Wednesday, 3 June 2009

Nobody wanted to live in Newport
















I once stood in a garden of a modern house in St Brides. It was part of a small housing estate built upon what were once 'wetlands'. A heavy lorry passed and the ground quivered. It was like standing on blancmange, grass covered jelly. It set me thinking about how Newport 'began'.

As early as 6000 BC Mesolithic tribes hunted throughout the marsh, but permanent settlements were made on higher ground. The hill fort on the Gaer for example once overlooked dense forest and a salmon rich River Ebbw. Now it sniffs over a housing estate, a motorway, and a small polluted trickle. But in the marsh itself there was no settlement. The future Newport was a grim, diseased-ridden swamp in a dangerous and whimsical flood plain.

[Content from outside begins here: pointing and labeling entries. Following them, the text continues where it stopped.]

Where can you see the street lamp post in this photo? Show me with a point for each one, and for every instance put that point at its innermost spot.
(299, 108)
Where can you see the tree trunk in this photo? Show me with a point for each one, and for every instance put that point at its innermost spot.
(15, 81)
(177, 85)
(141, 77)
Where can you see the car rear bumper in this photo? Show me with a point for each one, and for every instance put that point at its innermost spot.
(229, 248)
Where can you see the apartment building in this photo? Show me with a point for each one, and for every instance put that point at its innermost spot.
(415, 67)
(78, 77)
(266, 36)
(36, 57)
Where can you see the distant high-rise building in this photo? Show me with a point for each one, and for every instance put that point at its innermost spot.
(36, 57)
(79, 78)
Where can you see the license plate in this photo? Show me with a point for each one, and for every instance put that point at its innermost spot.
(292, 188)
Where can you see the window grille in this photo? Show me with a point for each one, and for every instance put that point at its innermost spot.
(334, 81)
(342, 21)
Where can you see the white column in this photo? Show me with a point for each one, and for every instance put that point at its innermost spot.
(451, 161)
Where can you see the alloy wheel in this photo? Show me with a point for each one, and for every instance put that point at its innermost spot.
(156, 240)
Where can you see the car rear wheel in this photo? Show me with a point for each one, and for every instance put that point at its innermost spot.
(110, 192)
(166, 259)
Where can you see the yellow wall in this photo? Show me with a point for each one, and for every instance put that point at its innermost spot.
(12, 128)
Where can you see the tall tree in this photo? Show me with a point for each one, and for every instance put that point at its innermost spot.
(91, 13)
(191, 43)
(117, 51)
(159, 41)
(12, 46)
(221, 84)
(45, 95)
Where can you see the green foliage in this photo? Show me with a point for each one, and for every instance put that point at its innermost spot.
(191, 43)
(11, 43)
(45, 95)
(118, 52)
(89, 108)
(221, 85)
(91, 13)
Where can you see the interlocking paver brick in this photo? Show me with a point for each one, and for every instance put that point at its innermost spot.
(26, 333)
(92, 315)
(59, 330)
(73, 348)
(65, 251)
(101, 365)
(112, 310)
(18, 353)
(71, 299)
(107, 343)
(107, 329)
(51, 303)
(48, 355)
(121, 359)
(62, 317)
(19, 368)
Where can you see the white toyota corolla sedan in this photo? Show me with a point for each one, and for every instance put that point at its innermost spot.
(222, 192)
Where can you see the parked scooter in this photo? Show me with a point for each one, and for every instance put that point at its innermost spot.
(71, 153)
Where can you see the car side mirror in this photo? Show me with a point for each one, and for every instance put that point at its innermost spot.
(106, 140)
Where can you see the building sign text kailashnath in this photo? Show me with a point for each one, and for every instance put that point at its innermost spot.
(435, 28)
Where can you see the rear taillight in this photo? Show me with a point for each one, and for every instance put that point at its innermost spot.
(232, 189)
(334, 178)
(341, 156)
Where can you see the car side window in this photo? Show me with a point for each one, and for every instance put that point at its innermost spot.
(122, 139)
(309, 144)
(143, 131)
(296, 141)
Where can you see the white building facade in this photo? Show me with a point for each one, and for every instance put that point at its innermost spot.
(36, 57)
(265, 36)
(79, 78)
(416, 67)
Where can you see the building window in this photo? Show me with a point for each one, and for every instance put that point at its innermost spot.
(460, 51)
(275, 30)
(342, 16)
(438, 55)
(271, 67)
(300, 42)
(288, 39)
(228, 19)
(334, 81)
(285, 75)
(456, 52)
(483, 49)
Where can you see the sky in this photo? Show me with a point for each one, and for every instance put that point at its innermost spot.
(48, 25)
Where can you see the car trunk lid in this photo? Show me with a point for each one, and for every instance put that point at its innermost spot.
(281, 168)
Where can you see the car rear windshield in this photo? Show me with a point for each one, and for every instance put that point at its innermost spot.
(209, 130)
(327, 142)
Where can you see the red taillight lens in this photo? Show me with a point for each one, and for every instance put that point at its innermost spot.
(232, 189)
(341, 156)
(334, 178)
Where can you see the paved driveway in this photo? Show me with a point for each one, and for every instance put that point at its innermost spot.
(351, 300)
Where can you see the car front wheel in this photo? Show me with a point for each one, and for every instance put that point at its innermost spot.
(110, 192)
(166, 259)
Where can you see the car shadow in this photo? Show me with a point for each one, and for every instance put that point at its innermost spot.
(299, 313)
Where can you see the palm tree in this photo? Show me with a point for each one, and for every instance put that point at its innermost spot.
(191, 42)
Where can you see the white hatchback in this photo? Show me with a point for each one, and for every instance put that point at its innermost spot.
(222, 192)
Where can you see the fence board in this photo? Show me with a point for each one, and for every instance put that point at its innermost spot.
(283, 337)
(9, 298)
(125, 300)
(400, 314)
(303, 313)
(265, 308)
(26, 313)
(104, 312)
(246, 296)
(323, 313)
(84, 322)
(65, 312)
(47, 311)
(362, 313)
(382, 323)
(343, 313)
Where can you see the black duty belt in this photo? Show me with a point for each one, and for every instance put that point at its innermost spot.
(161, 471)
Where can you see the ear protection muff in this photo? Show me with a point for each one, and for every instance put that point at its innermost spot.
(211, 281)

The Silurians ruled an area that stretched from West Glamorgan to Gwent. Other than the hill fort of Gaer overlooking the swamp, they avoided ‘Newport’, their major settlement in the area being Lodge Hill in Caerleon. According to Geoffrey of Monmouth it was founded in 406BC by a Silurian king called Belinus.(see Catherine Fisher)

Then the Romans came. They’d drained the Pontine Marshes but clearly didn’t think ‘Newport’ worth the effort, settling in Caerleon instead. After 25 years of hard fighting the Silurians were subjugated, their hill fort replaced by a huge military base, one of the largest in Britain. The only apparent value of what is now Newport was the river that ran through it - the Usk - which carried trade inland.